Ecological medicine is based on the precautionary principle, which is the idea that a new technology should be presumed guilty until proven innocent. The counter-principle, which industry and technology (including the medical-industrial complex) have been using, is called the "risk paradigm". This paradigm says that it is the burden of society to prove that a new technology or substance is harmful. This model assumes that there are "acceptable" risks outweighed by the benefits of the new technology. Usually, we are so taken by the upside that is foisted upon us by the people who will directly profit from the technology that we tend to not want to think about the downside, which is unknown until it arises many years later, when it is much more difficult to retrieve what has been unleashed. The implications of ecological health for medicine are considered in relation to the development of diagnostic and therapeutic practices, professional training programmes, and health policies implemented at municipal, state, and national levels [17, 18]. By influencing the training and practices of healthcare professionals and the decisions of corporate and community leaders, the already existing biopsychosocial medicine can expand the scope and impact of future interventions beyond the health gains achievable through provision of direct services to patient populations [19].

Conclusions

Personnel of health care facilities have not routinely considered the environmental and public health impacts of their practices as they strive to provide high quality medical care. In part, this reflects a lack of attention to the connection between environmental factors and human health, a blind spot that is in no way unique to the health care sector.
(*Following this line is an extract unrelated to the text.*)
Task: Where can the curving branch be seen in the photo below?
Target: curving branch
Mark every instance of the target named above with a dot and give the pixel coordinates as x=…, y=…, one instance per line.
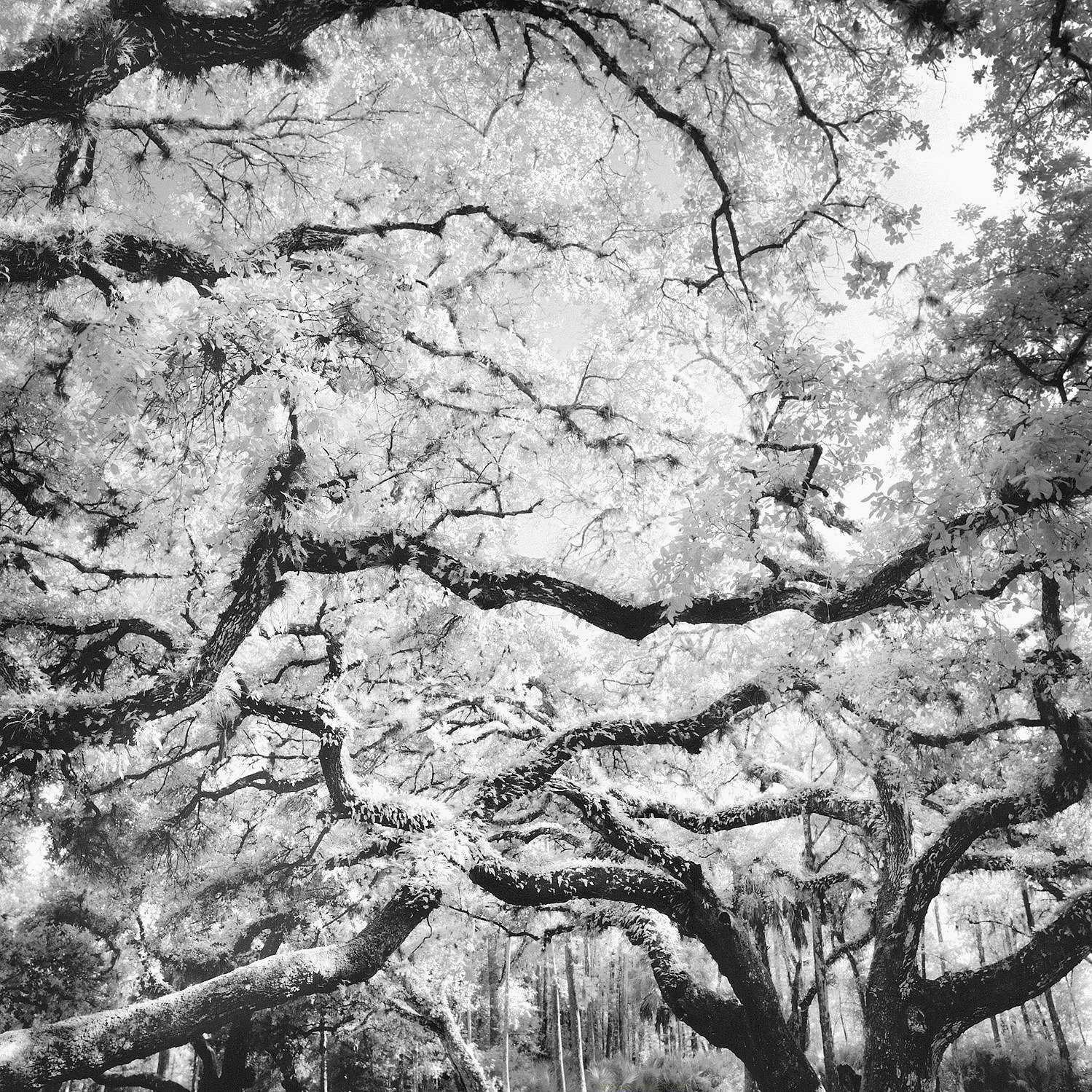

But it also reflects a cultural divide between clinical medicine and public health practice that developed over 100 years ago. As health care facilities increase, their focus on environmental performance they may then begin to participate more fully in the sustainable use of natural resources and sharply reduce adverse impacts on ecosystems, including people and wildlife. This is not an alternative concept, but should be integrated into the medicine that we learn in our studies in the (classical) university medical school. This effort will begin to provide much needed leadership toward integrating clinical medicine with public and environmental health. Education of different players in this context may be one of the most important ways to achieve success.